Second: Seeing as how the entire point of the glue function appears to be for saving and restoring the caller’s TOC, then because a tail call never returns to the caller, it seems that you can just skip the glue entirely, and simply loading the target’s TOC into r2 and then branching (without link).
Ah, but what if the target turns out to be a glue routine?
I expect that people who complain about the madness of IA-32 (*especially* IA-32; IA-64 has a great deal more sanity) are referring to the fallout from the following: Going from 16-bit to 32-bit, and the increasing sophistication of CPUs.
The x86 instruction set is actually a pretty nice instruction set. It has a lot of specialty instructions, especially for supporting loops, string handling, and function calls.
However, a number of things conspired to turn the elegance of the architecture into ugliness:
1. Going from 16-bit to 32-bit: The instruction set stayed pretty much the same, but all immediate values inside machine-word-sized instructions went from 16 bits to 32 bits. Since a typical instruction with an immediate was 3-4 bytes in 16-bit mode, that meant it became 5-6 bytes in 32-bit mode: which is a 50-67% increase in the size of instructions that required an immediate.
This was especially noticable for instructions that were loading small constants into registers.
2. Because there were so few registers, and because most useful instructions can directly reference memory, compilers (and assembly language programmers) would be forced to emit code that directly referenced memory addresses.
When combined with #1, this means that in 32-bit mode, many instructions that are only 4 bytes on a RISC system are *more* than 4 bytes on IA-32. Strike one.
Furthermore, temporaries that would be stored in a register on a RISC system must be written to main memory, with all the latency and cache effects that implies. Strike two.
3. Out-of-order execution was a death knell for a lot of the more fancy instructions.
OOE is crucial for a modern CPU to achieve anwhere near maximum performance; inversely, anything that prevents OOE must be avoided as much as possible.
A great example of this is PUSH. Because PUSH writes to SP, a series of PUSH instructions would create a dependency chain, preventing OOE and thus forcing the CPU to serialize the parameter setup phase.
The choice became: small but slow code, or fast but big code. Compilers would often choose the latter, and write MOV DWORD PTR [SP+x], y, for a whopping 6-byte instruction (for loading from a register) or a *10-byte* instruction (for a constant).
At this point, we’re in “crazy” territory: a large number of specialty instructions that aren’t used, and a common step (setting up a single argument for a subroutine call) that is a single 32-bit CPU instruction on a RISC machine, is more than twice as large on an x86. And, on x86, *must* hit main RAM eventually, even if all the subroutine does is read the value in, add 8, and return it in EAX.

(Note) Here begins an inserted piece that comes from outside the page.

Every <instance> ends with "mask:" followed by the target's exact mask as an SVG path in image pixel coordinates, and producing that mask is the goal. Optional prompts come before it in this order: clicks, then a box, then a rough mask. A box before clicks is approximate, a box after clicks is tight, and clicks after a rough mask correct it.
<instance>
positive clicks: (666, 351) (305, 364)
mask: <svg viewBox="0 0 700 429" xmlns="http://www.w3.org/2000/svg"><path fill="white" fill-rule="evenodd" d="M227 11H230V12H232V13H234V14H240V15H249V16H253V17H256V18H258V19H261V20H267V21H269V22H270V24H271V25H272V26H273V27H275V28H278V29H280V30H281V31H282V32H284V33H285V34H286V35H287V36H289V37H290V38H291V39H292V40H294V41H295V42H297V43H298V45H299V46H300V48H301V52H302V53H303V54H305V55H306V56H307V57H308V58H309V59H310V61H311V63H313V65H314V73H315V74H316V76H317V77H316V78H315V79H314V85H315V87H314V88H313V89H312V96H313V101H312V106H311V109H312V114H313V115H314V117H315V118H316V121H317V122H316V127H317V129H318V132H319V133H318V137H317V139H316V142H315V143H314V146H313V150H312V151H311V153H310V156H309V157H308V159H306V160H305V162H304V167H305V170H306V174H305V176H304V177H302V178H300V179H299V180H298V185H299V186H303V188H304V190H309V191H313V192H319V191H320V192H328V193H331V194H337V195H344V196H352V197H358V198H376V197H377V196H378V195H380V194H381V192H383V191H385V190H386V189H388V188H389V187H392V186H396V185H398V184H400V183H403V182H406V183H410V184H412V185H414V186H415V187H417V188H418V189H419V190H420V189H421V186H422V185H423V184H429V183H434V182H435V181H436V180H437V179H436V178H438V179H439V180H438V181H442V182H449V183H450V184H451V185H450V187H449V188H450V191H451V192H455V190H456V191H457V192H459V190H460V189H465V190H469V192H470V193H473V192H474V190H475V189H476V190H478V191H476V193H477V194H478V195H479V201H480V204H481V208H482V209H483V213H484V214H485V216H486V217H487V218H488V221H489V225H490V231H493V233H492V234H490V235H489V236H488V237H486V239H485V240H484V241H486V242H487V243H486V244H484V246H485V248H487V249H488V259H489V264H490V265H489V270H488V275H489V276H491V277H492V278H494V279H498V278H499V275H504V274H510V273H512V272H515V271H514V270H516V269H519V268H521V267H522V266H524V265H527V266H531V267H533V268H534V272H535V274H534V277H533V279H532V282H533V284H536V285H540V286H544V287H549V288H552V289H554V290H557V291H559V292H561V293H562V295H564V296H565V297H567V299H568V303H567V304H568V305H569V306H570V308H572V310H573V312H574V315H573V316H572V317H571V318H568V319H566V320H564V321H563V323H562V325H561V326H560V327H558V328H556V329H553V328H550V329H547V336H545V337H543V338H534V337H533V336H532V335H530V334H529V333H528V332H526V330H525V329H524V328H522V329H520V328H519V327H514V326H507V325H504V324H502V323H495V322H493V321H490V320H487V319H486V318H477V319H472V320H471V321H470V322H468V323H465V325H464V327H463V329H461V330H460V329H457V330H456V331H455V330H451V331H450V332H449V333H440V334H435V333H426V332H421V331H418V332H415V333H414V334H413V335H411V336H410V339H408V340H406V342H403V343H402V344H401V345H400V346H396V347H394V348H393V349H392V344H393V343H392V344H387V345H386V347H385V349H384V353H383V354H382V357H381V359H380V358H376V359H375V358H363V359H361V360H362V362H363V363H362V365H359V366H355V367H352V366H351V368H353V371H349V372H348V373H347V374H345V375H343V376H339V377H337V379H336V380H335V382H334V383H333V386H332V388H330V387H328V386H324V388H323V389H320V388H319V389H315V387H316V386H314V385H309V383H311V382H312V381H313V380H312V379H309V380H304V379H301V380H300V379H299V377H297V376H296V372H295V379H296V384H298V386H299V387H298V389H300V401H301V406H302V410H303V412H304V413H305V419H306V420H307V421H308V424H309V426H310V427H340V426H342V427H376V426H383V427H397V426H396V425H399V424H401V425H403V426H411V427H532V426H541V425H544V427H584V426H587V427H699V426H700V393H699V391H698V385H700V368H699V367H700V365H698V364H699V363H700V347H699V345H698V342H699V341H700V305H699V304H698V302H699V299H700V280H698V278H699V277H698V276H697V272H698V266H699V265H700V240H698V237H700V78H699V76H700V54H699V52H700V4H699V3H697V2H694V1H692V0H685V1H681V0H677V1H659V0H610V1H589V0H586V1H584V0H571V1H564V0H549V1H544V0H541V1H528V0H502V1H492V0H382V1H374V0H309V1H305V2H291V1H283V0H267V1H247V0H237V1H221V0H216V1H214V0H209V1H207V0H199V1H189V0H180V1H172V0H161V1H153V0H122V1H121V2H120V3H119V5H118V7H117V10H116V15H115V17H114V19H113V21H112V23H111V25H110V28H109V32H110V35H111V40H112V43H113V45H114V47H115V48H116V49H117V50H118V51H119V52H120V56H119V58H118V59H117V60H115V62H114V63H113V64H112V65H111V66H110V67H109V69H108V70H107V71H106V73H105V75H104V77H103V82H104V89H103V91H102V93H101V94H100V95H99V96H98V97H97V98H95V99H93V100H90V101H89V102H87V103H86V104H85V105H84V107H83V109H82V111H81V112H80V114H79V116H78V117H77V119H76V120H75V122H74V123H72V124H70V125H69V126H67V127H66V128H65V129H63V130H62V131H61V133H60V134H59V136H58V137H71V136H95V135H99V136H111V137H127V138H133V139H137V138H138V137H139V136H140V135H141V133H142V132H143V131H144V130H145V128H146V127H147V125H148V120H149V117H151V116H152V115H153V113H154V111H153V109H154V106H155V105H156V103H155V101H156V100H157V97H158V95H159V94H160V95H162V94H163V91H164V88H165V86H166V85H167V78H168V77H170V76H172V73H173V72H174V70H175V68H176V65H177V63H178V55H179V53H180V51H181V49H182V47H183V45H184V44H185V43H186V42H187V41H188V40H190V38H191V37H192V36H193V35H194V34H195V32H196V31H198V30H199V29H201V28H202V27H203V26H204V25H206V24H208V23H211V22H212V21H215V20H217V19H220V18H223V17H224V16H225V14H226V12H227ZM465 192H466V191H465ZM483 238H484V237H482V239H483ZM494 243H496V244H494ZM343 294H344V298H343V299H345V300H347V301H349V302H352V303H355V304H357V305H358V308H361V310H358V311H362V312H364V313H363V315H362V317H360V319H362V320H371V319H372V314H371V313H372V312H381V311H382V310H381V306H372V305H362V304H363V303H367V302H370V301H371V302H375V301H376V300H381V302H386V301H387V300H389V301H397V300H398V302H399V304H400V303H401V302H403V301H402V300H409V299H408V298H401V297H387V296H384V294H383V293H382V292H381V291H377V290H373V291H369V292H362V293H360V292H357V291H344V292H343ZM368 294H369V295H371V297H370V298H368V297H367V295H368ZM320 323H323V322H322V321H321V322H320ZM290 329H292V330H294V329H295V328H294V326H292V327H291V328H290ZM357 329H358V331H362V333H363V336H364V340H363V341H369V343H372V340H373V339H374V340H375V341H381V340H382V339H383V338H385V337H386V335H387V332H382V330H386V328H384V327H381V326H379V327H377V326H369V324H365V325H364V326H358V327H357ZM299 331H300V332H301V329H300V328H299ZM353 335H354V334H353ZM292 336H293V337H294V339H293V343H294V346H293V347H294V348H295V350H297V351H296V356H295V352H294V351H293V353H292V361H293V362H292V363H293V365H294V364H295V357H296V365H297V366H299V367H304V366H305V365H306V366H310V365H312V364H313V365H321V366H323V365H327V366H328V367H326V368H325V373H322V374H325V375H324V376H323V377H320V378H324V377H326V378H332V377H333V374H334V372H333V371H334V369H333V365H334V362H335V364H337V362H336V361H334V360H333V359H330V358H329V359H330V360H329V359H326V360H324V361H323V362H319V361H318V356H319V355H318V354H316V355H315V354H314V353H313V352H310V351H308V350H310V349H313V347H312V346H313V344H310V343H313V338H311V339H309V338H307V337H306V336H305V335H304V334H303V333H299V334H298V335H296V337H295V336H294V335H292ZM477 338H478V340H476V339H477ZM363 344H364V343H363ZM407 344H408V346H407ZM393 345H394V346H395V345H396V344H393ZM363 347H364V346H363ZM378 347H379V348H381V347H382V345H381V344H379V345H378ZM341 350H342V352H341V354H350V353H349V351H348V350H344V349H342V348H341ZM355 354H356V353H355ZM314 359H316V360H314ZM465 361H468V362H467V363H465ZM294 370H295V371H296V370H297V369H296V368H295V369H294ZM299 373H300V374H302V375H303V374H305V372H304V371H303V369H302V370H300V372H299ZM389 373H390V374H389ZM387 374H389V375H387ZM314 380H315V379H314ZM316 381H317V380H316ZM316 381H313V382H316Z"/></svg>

Dependency chains aren’t that bad and certainly don’t prevent OOE! Specifically, it’s totally fine to have a few long dependency chains as long as you have other stuff to do in between – like, say, the rest of the function.
PUSHes and POPs are an interesting case because they are quite common and have been getting special hardware acceleration for over 15 years now.
Even in a direct implementation of PUSH/POP (i.e. actual SP modified every instruction), that means a sequence of PUSH/POPs each depends on the previous one in the chain, but that only affects exactly those instructions (and others that access RSP explicitly or implicitly), it doesn’t prevent you from reordering anything else. Said direct implementation boils down to a SP decrement followed by a store for each PUSH, with subsequent PUSHes depending on the prior PUSH’s SP decrement. Assuming the SP decrement takes one clock cycle (i.e. same as a regular integer add), that limits you to one PUSH executed per clock cycle; but all currently shipping x86s execute at most one store per clock cycle anyway (because there’s only one, pipelined, store unit) so that is not a throughput hit by itself.
POPs are a bit more annoying in the direct implementation because current x86s can do two loads per cycle, so there the 1/cycle limit if you have to wait for the SP update hurts.
That’s where the aforementioned hardware acceleration helps: starting with the Pentium M, Intel put a “Stack Engine” in the renamer that internally turns sequences of stack-modifying operations into more efficient ones. Conceptually, the CPU frontend rewrites say
PUSH rax
PUSH rcx
PUSH rdx
into something like the internal equivalent of
MOV [rsp-8], rax
MOV [rsp-16], rcx
MOV [rsp-24], rdx
SUB rsp, 24
getting rid of most of the serial stack pointer updates entirely (similar for POPs). For PUSHes, this doesn’t decrease the total latency for the pushes to complete, but it does reduce the number of uops executed (leaving the integer execution units free to do more useful work). For POPs on the more recent CPUs supporting two loads/cycle (for Intel: Sandy Bridge and later), this also has the side effect of allowing two POPs to complete per cycle, but that’s more recent (~7 years ago).
(A bit more detail: what the stack engines do is make instructions such as PUSH, POP, CALL and RET use a virtual SP that has the form “virtual_SP = base_SP + offset”, where offset is a small integer, and base_SP is stored in a register. Most stack-using instructions only update the offset. Only when the offset gets too small, too large, an instruction wants to use RSP directly, or an interrupt/exception occurs, is an actual stack-pointer update inserted that makes the virtual SP agree with the “base SP” stored in a register and zeroes the offset. This occurs fairly rarely.)
>The x86 instruction set is actually a pretty nice instruction set. It has a lot of specialty instructions,
>especially for supporting loops, string handling, and function calls.
You left off the rest of the sentence:
… as implemented by the Pascal programming language.
Its a pitty IBM didn’t go with the Motorola 68000 as the CPU in the PC, having dabbled in 68000 assembler I find it a nice instruction set to work with (in part because it gives you that nice flat address space and doesn’t even have the idea of segments)